In the absence of radiological or biological signs of Alzheimer’s disease, the diagnosis is based on logical arguments (neuropsychological testing, medical history, etc.). The doctor must ensure that the patient is not suffering from symptoms similar to those of Alzheimer’s disease: hypothyroidism, syphilis, Biermer’s anemia, deficiency in vitamin B12 or folate, brain tumor, subdural hematoma or cerebral vascular lesions. Thus, he may recommend a CT scan and MRI. If Scans and Magnetic Resonance Imaging (MRI) show cerebral atrophy, the doctor may pursue for two successive scanners or other specific brain tests to confirm the diagnosis. However, only study, under the microscope, of a fragment of the cerebral cortex surgically removed can make a certainty. Such biopsies are performed in very exceptional circumstances.
Alzheimer’s includes many stages; which cause the evolution of the disease very progressive. In the most advanced stage, patients have lost their autonomy and must be assisted in all acts of daily life: walking, rise, eat or shower. A total incontinence is often inevitable.
Alzheimer Disease Treatment
It is always safer to consider palliative care to reduce the intensity of Alzheimer’s symptoms. Antidepressants may be prescribed to treat the symptoms and reduce anxiety; however, it is always better to avoid using Tricyclic antidepressants (TCAs) because of their anticholinergic effects (blockage of acetylcholine, a neurotransmitter which helps nerve cells communicate).

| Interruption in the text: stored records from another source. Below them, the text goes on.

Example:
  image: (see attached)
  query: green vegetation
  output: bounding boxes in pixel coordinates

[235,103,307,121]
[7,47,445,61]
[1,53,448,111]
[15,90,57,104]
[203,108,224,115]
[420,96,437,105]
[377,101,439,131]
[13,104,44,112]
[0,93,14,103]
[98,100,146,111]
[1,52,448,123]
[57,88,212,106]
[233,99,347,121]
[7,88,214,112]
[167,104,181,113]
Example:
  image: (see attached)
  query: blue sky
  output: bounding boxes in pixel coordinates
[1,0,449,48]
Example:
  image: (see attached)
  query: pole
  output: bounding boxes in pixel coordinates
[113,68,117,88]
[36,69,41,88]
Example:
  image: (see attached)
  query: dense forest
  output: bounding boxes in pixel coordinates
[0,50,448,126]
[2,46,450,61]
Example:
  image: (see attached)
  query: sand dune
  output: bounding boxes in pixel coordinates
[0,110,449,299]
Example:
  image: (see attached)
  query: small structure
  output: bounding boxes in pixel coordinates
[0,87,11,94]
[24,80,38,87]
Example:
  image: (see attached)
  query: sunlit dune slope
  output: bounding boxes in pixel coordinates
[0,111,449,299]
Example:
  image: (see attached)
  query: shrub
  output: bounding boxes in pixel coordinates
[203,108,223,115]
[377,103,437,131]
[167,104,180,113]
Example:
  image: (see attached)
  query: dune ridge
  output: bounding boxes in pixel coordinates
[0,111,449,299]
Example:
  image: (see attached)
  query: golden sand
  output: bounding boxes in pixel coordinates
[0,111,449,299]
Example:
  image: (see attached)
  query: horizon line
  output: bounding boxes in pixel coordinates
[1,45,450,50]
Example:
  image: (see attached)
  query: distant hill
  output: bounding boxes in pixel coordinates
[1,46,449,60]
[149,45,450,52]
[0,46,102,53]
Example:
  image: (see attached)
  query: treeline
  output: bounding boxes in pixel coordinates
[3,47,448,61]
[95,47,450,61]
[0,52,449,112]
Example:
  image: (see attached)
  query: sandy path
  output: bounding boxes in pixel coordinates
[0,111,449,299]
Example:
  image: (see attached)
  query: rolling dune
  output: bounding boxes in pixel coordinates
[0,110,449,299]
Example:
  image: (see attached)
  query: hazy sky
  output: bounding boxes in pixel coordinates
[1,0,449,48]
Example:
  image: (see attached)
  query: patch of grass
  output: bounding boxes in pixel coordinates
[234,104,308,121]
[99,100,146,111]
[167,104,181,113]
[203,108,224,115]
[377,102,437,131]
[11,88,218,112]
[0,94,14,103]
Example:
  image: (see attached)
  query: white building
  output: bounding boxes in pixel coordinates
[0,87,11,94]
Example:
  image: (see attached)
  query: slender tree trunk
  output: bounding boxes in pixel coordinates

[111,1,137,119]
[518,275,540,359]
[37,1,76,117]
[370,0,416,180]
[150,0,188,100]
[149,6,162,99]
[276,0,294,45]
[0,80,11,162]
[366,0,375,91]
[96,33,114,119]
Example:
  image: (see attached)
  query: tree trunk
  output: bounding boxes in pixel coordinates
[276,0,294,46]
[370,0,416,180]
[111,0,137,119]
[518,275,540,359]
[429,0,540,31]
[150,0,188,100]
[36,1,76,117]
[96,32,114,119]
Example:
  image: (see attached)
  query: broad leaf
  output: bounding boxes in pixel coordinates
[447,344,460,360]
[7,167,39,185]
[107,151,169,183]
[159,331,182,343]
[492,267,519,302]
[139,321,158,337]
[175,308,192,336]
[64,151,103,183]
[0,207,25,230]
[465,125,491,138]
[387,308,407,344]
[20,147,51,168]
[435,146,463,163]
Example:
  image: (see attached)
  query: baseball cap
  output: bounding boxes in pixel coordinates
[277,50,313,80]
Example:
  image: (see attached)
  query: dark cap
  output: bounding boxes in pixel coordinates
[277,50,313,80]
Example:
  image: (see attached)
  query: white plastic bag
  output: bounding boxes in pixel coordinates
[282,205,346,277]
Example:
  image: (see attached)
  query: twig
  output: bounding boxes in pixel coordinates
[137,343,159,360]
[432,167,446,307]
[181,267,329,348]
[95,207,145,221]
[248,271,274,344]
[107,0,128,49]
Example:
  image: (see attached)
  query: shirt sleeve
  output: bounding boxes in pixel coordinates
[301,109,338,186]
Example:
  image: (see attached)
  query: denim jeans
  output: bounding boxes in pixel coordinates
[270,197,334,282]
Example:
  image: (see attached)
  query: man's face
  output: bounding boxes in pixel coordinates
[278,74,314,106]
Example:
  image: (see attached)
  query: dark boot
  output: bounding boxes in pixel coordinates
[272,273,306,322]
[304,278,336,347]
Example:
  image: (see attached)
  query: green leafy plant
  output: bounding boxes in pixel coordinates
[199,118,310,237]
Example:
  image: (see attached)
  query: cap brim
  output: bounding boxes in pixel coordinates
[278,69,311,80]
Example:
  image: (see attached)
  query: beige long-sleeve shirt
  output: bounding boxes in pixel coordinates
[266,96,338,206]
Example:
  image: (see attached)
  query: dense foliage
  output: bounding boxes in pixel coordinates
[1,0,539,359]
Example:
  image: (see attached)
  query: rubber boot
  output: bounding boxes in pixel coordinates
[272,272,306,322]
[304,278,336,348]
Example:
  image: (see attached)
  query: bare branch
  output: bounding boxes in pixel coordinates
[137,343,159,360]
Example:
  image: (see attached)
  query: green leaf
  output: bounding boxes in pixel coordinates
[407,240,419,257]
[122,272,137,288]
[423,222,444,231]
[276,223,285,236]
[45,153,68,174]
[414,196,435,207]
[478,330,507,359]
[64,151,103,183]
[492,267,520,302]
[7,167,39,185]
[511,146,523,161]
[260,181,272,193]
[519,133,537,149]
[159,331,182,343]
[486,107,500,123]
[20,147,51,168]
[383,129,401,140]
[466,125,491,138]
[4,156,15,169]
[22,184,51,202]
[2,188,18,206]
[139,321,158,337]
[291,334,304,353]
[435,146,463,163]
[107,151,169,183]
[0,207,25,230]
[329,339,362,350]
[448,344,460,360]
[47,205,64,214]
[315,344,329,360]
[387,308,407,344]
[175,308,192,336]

In general, all anti cholinergic drugs should be proscribed.
At the beginning, the treatment is mostly based on taking medications and the support of the family of the patients. The patients’ autonomy and their maintenance at home must be preserved as long as possible. Hospitalization should be considered only at the final stage of the disease.
Different drugs that make up acetylcholine deficiency may bring improvement in symptoms and slow the progression of the disease. Some drugs approved by the FDA are: Donepezil (Aricept), rivastigmine (Exelon), Tacrine and Galantamine (Reminyl).
Tacrine was first used, but due to its side effects on the liver, Doctors barely prescribe it; donepezil or rivastigmine give better result.